Dans un dernier sifflement et un nuage de fumée scintillante, Sassquatch disparut dans l'abîme, sa bougie diffusant encore un tragique parfum de lavande.
Le portail se referma avec un bourdonnement satisfait. Le silence revint. Les roses roucoulèrent. Vinnie se détendit, enroulant une vrille feuillue autour de la patte de Lucipurr comme un boa affectueux. Carl atterrit à côté de lui, visiblement impressionné. « Et maintenant, chef ? »
Lucipurr enleva une paillette de ses moustaches. « Maintenant ? Je fais la sieste. Et plus tard ? Je traque l'âme qui a laissé cet avis sur Yelp prétendant que cet endroit était "envahi par la végétation et sentait le regret". »
Il regagna nonchalamment son perchoir, ses ailes se repliant doucement, tandis que le ciel s'emplissait d'un doux murmure crépusculaire. Le Royaume des Ténèbres était en sécurité – du moins jusqu'au mardi suivant.
Et ainsi, avec style, insolence et une pointe d'ironie, Lucipurr régna à nouveau. Fabuleux. Admirable. Impeccable.
Épilogue : Neuf vies et aucun regret
Les semaines passèrent à Bleakwood, ce qui, en temps démoniaque, se traduit approximativement par « deux siestes et un rêve épicé ». Lucipurr avait repris ses habitudes : ruminer avec grâce, rejeter les absurdités des mortels et, de temps à autre, faire semblant de renverser des reliques sacrées juste pour rappeler à l'univers qui était le maître.
La tentative de coup d'État du Sassquatch devint une légende locale, au même titre que l'histoire du hérisson hanté et l'incident du lama cracheur de feu. Carl travaillait sur une pièce de théâtre mettant en scène un seul oiseau, relatant toute cette histoire, même si le texte se résumait surtout à des croassements et de longs silences. Les critiques la qualifiaient déjà de « déchet d'avant-garde ».
Vinnie, de son côté, s'est mis au slam.

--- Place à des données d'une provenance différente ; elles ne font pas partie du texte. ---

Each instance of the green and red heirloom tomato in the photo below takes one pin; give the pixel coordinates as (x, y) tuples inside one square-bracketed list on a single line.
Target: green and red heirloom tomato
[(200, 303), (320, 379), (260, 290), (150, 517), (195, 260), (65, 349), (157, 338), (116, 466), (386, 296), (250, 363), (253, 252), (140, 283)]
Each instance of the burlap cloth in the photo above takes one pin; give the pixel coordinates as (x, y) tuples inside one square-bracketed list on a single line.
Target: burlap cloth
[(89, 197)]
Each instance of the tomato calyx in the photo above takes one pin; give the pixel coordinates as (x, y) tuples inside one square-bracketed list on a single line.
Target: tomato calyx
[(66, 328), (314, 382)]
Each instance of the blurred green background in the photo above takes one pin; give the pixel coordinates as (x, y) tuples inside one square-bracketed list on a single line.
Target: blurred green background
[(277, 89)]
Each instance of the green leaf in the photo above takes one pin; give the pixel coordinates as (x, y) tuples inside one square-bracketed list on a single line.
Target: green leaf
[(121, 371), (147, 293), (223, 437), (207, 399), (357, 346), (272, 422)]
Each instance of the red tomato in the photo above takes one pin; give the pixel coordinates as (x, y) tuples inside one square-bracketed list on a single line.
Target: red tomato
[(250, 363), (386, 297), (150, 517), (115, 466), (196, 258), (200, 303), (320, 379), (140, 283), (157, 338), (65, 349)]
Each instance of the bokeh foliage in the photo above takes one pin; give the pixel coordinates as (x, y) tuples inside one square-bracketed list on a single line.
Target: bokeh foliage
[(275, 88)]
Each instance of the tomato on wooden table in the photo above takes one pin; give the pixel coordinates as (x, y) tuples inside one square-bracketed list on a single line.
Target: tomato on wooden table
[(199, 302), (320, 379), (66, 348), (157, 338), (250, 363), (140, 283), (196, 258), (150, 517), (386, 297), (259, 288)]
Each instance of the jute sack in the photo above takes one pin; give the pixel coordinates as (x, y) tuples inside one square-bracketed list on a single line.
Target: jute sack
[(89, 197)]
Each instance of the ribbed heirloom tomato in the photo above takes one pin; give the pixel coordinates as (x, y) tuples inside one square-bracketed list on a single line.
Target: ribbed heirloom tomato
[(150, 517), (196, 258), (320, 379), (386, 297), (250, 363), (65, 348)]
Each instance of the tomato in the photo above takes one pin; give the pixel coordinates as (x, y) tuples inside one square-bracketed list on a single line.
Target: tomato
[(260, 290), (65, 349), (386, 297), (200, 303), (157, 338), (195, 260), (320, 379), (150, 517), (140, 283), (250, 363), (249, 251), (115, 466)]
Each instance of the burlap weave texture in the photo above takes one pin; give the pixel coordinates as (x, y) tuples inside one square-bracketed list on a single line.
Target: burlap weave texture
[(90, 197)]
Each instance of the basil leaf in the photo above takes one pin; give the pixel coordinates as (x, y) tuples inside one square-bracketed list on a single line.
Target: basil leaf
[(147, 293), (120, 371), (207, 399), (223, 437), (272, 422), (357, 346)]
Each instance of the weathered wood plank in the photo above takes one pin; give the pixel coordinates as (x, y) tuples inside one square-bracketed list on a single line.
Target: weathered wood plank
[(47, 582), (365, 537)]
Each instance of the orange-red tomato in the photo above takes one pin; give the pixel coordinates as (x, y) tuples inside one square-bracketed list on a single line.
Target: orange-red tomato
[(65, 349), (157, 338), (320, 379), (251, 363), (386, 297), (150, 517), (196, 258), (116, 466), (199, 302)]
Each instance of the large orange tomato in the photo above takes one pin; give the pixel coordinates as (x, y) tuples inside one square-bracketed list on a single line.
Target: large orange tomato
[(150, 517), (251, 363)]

Personne n'a eu le cœur de lui dire que la plupart de ses textes ressemblaient à des sifflements agressifs — mais bon, l'art est subjectif.
Lucipurr, recroquevillé sur son piédestal drapé de roses, leva les yeux vers le ciel. Il était rose de menace, sa teinte préférée. Quelque part au-delà du voile, il sentait une autre âme fomenter le chaos, une autre porte trembler de malice. Il eut un sourire narquois.
« Qu’ils viennent », ronronna-t-il en enroulant sa queue avec un détachement divin. « J’ai des friandises, de l’insolence et neuf vies. Et je n’ai même pas encore utilisé la bonne. »
Et sur ces mots, Lucipurr s'assoupit, rêvant d'armures à l'épreuve des paillettes, de lignes de mode interdimensionnelles et d'un monde où chaque malédiction s'accompagnait d'un reçu-cadeau.
Il a peut-être été banni des véritables flammes de l'enfer... mais Bleakwood ? Bleakwood était son ...
Toujours dramatique. Toujours dangereuse. Toujours ronronnante.